Closed tiggerite closed 3 years ago
So a couple of things, Task.Run is basically sugar syntax for StartNew, with default parameters. It does have an option to have a custom TaskScheduler on one StartNew overload which will achieve what you are saying what you want.
https://devblogs.microsoft.com/pfxteam/task-run-vs-task-factory-startnew/
Long running doesn't work the way I think lots of people think it does. It's not a dedicated thread as far as I can recall. Long running means "hey task scheduler, don't expect me back for a while". This affects hysteresis, the threshold for generating new threads (by default new threads - up to SetMaxThreads() - is only performed once every 0.5 seconds). So that would be all you use lose, is if these were the last 2 threads in the pool, you would have to wait 1.0 seconds of CPU time, to get replacement threads assuming they were returned to the optimum levels (this is a whole hard to explain thing sorry). Even then if you use async and await that isn't fully commited threads (i.e. I took two threads). The thread used will eventually yield because of the code. So for a very hot calculation loop, that's synch, like is prime, long running is chosen because the thread really won't be back for a while. For a properly async await method it's virtually unnecessary, just in my opinion because the mechanism returns that very thread. In instances where you have a bit of hot looping before an await occurs, you would avoid a "lock in" by having called await Task.Yield();
to force background processing immediately. So also you have to understand that Async/Await is allowing the shuffling of threads inside and outside of that Task for the life time of that application. Also, with lower overhead due to SynchronizationContext not in use. The only time a thread is "assigned" is when its not "awaiting" so essentially between await steps, make sense? So creating an Infinitely running task/loop, doesn't mean I stole a thread, its only using a thread when its invoking code, otherwise the ThreadPool gets it back for other things.
I think 77 pipeline consumers, for the most part, sounds ridiculous for a single application... But I then remember we have 40 in a single kestrel app ourselves. The CPU utilization on idle is maybe 0-1%. The problem is curation of active consumers.
The top 3 queues - our ingestion queues - pegged at 100% siphon off all performance from the application (i.e. Threadpool starvation). The CPU usage at this point is 80-95% in one application.
There's nothing to actually fix though. It is a knowable quantity through observation, metrics, and benchmarking etc. I had back and forths with this developer that implemented his design with the library and while it did not alleviate his frustration, I kept explaining its doing what you are telling it to do, if you let everything burst simultaneously, in a highly threaded application, it will shit its pants because we don't have 1,000,000 green threads as goroutines like golang. It's that simple I am afraid.

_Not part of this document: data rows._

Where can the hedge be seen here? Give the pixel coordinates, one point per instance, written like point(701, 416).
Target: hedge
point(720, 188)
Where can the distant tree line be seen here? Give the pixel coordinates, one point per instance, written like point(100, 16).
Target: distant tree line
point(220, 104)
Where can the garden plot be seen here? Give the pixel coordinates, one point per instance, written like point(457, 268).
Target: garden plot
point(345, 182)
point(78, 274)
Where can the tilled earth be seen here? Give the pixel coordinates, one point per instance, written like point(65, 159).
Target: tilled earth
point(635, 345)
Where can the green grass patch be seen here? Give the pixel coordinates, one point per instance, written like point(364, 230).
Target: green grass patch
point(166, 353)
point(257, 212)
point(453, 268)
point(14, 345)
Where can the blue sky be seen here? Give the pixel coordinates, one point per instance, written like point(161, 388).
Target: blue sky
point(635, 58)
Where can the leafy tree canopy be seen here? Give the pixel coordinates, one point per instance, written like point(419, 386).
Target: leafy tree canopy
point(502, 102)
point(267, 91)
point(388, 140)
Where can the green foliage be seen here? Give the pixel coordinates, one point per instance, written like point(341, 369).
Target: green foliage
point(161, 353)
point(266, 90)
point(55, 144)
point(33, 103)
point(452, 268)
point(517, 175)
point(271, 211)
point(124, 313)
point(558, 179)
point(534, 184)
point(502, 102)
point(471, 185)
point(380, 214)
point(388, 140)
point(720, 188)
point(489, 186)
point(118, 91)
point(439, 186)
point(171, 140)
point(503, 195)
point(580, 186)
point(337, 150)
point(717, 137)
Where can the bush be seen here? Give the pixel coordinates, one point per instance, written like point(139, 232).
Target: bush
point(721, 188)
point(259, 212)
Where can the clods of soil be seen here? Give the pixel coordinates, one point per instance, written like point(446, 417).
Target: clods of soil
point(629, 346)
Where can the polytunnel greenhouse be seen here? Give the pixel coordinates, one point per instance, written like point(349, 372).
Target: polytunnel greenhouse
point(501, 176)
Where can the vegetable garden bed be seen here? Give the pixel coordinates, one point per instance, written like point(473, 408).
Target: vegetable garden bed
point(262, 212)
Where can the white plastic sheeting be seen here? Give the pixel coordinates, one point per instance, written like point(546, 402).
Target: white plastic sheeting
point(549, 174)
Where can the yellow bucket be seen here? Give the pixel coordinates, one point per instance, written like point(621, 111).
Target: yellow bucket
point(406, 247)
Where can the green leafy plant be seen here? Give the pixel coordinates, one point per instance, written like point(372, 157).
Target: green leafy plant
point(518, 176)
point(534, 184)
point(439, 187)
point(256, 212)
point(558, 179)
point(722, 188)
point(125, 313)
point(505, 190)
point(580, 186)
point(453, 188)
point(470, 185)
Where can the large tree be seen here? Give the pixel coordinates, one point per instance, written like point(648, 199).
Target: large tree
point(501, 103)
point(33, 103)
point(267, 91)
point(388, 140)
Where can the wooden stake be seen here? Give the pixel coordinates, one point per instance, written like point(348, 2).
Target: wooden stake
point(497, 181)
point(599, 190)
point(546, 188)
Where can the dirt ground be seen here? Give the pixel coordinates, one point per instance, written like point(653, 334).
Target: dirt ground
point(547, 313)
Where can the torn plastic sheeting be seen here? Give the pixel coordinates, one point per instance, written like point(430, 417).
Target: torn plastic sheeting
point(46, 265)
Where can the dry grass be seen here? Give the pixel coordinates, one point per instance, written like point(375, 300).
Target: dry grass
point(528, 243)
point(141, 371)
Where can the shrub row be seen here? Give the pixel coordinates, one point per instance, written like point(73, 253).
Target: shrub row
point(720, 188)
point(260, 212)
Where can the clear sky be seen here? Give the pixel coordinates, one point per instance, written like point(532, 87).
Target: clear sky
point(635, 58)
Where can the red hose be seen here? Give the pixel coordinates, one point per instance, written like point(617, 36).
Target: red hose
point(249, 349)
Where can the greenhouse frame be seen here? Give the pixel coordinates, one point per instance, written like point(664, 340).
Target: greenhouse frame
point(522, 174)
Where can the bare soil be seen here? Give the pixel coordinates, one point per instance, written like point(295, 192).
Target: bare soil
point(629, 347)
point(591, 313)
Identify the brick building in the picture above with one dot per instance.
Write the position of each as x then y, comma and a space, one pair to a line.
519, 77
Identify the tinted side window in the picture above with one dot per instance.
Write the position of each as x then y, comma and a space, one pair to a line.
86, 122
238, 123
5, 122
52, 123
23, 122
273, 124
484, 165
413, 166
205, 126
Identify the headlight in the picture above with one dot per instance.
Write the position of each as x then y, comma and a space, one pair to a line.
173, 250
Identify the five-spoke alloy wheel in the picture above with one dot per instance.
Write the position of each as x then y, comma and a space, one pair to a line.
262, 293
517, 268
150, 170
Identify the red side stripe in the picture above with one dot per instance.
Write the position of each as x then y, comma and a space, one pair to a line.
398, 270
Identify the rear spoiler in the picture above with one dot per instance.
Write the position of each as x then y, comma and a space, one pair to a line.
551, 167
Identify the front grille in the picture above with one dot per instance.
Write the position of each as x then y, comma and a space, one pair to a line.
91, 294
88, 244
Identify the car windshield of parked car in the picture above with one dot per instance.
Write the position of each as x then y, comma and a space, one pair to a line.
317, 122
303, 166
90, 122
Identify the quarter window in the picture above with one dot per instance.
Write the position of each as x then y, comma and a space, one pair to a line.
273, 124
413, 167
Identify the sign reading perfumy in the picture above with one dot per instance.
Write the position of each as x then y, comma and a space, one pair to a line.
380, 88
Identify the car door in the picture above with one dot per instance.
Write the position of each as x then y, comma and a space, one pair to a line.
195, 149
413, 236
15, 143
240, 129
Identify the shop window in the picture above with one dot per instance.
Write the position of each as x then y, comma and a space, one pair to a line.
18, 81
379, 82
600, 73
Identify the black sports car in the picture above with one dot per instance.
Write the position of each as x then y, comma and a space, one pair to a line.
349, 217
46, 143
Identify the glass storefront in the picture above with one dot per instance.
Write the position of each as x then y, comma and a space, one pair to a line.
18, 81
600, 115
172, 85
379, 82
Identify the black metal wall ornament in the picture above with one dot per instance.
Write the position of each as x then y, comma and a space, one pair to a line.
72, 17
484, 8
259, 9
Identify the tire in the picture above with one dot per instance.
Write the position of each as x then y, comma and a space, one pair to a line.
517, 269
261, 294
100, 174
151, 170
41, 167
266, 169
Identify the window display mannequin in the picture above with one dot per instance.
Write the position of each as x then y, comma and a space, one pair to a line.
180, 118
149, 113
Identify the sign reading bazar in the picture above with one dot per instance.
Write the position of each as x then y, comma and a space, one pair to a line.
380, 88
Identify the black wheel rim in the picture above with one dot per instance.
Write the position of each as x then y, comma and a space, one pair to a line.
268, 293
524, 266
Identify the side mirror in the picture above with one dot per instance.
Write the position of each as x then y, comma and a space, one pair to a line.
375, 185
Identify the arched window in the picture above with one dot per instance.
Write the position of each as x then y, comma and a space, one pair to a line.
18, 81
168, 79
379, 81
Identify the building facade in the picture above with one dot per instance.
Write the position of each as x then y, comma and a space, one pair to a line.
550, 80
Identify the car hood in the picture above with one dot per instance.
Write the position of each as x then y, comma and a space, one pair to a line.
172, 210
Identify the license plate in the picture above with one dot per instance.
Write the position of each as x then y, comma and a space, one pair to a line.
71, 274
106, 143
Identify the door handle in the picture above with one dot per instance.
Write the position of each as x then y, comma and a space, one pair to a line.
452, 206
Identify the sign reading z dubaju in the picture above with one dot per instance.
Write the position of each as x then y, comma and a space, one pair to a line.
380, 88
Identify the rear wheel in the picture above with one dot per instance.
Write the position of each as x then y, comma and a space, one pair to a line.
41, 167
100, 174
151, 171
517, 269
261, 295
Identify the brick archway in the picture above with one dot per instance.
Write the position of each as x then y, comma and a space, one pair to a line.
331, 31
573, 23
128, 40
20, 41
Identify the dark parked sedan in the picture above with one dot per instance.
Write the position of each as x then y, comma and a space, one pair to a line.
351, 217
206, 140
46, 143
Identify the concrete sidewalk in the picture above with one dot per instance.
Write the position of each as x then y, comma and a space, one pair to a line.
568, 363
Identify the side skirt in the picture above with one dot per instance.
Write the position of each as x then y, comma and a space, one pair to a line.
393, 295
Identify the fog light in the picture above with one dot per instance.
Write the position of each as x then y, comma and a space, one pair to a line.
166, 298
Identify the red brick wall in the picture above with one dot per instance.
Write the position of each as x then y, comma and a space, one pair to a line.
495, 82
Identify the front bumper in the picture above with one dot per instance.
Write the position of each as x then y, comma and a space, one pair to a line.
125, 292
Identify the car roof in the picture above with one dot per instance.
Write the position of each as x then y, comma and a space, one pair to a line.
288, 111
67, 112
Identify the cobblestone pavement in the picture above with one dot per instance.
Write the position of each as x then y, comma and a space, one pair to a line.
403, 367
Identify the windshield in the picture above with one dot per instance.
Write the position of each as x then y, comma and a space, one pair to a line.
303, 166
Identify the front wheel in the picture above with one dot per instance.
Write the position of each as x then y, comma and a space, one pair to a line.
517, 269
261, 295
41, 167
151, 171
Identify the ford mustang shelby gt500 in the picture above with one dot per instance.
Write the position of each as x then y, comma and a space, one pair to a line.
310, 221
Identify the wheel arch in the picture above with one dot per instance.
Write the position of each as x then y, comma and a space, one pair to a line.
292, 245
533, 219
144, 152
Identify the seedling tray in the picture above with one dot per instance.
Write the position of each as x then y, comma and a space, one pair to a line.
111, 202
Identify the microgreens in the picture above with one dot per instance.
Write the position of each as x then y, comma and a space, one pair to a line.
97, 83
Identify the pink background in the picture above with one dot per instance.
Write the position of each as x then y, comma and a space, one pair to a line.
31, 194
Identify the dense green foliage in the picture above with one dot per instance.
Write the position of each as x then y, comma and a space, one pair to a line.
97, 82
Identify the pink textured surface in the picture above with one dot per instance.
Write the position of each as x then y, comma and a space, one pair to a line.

I was still able to improve the design with some hotfixes and observing how the developer used the application. I made some quality of life improvements -> Global Consumer Options is one of those features. This allowed him to mass tweak the entire performance in high periods of traffic to self-throttle vs.... going back to the drawing board and rethink his "monolithic" one application does everything design - which he still should do.
This software scales up to the hardware, just like RabbitMQ. It won't hold your hand in this regard, which sounds like what you are attempting to do and got a little bit by. Splitting traffic off by horizontal scaling is one way of solving this, partition queues between applications is the best way, because you are dedicated a box to your hottest queues etc.
Now, for performance reasons and working with Golang
I had a few ideas I researched as a kind of a version 2 to pipelines. Naturally, I was quiet pleased with Pipelines but did see an inherent weakness in ThreadPool contention on very large apps that couldn't readily be solved without custom TaskSchedulers/ThreadPools - which is why that code never existed too till recently, I don't like that as a solve.
I spent some time in GCP dataflow documentation, tensorflow documentation, and reading OLD .NET documents around Dataflows. I lacked some familiarity to design out a viable example, so I spent a bit learning each and every dataflow block and how it could be molded into something performant. It turns out, raw parallelism is the key to allowing some insulation to Thread Contention, the problem with that is, you need parallel hardware to do it. You won't be able to run 77 Dataflows with degrees of parallelism greater than 1, but they would run happily at 1. So it scaled to the hardware a lot better than Pipelines, I definitely encourage you to consider using the Dataflow RabbitMQ structure/pattern if you really want to melt your CPU.
Eventually - any hyper thread app with no upper limits - will still starve the ThreadPool, which sounds exactly like what you ran into.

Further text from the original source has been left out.